Department of Computer Science, University of North Carolina at Charlotte, Charlotte, NC, 28223, USA.
Department of Industrial and Systems Engineering, The State University of New Jersey, Piscataway, NJ, 08854, USA.
Neuroinformatics. 2018 Oct;16(3-4):339-349. doi: 10.1007/s12021-018-9361-5.
Recently released large-scale neuron morphological data has greatly facilitated the research in neuroinformatics.
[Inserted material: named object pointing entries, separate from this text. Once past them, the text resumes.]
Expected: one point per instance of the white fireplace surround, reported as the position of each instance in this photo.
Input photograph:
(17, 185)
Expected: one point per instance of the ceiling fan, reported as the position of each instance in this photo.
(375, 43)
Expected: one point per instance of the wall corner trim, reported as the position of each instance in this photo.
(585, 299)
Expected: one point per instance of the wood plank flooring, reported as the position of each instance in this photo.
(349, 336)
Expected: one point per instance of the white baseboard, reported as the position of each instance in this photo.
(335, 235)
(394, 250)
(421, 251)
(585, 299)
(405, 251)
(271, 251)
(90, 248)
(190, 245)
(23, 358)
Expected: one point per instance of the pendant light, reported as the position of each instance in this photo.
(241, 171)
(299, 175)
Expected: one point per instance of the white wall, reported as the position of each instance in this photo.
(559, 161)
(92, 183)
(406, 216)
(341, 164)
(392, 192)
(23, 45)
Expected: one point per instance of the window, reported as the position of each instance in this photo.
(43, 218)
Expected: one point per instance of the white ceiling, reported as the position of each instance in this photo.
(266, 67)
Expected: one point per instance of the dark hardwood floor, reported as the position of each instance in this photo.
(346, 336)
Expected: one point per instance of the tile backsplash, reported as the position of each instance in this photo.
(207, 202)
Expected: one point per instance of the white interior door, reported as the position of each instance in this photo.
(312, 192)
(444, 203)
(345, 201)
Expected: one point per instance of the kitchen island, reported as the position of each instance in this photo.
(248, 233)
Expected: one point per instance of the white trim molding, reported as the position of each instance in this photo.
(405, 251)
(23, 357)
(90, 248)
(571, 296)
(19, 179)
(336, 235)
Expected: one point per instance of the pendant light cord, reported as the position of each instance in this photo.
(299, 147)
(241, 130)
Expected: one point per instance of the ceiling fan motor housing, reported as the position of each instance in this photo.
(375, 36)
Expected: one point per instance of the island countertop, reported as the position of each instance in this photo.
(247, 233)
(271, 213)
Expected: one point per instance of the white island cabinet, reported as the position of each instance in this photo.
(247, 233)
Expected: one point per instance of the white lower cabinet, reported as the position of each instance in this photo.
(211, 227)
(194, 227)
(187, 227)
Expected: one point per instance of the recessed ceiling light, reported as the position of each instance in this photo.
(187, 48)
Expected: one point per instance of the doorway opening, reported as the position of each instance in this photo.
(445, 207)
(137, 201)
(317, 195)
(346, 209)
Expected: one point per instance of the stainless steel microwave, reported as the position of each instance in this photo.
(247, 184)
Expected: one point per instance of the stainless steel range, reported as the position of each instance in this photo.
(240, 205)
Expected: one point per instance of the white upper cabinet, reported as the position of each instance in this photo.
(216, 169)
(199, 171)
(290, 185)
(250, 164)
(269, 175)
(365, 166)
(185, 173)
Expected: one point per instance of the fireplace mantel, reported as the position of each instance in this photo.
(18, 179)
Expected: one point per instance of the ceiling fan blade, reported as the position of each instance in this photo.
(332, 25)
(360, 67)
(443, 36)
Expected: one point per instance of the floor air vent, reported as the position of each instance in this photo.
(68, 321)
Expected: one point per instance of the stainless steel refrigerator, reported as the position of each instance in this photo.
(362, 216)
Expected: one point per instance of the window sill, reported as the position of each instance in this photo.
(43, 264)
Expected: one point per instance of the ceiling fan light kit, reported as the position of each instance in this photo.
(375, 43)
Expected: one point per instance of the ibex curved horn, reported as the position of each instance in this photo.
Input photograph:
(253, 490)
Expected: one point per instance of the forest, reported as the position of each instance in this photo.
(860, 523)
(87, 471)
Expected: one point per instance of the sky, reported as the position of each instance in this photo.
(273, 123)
However, the sheer volume and complexity of these data pose significant challenges for efficient and accurate neuron exploration. In this paper, we propose an effective retrieval framework to address these problems, based on frontier techniques of deep learning and binary coding. For the first time, we develop a deep learning based feature representation method for the neuron morphological data, where the 3D neurons are first projected into binary images and then learned features using an unsupervised deep neural network, i.e., stacked convolutional autoencoders (SCAEs). The deep features are subsequently fused with the hand-crafted features for more accurate representation. Considering the exhaustive search is usually very time-consuming in large-scale databases, we employ a novel binary coding method to compress feature vectors into short binary codes. Our framework is validated on a public data set including 58,000 neurons, showing promising retrieval precision and efficiency compared with state-of-the-art methods. In addition, we develop a novel neuron visualization program based on the techniques of augmented reality (AR), which can help users take a deep exploration of neuron morphologies in an interactive and immersive manner.
最近发布的大规模神经元形态学数据极大地方便了神经信息学的研究。然而,这些数据的巨大数量和复杂性给有效的和准确的神经元探索带来了重大挑战。在本文中,我们提出了一个有效的检索框架,基于深度学习和二进制编码的前沿技术来解决这些问题。我们首次为神经元形态学数据开发了一种基于深度学习的特征表示方法,其中首先将 3D 神经元投影到二进制图像中,然后使用无监督的深度神经网络(即堆叠卷积自动编码器(SCAE))学习特征。然后将深度特征与手工制作的特征融合,以进行更准确的表示。考虑到在大型数据库中进行穷举搜索通常非常耗时,我们采用了一种新颖的二进制编码方法将特征向量压缩成短的二进制码。我们的框架在一个包含 58000 个神经元的公共数据集上进行了验证,与最先进的方法相比,表现出了有前景的检索精度和效率。此外,我们还开发了一种基于增强现实(AR)技术的新型神经元可视化程序,可帮助用户以交互和沉浸式的方式深入探索神经元形态。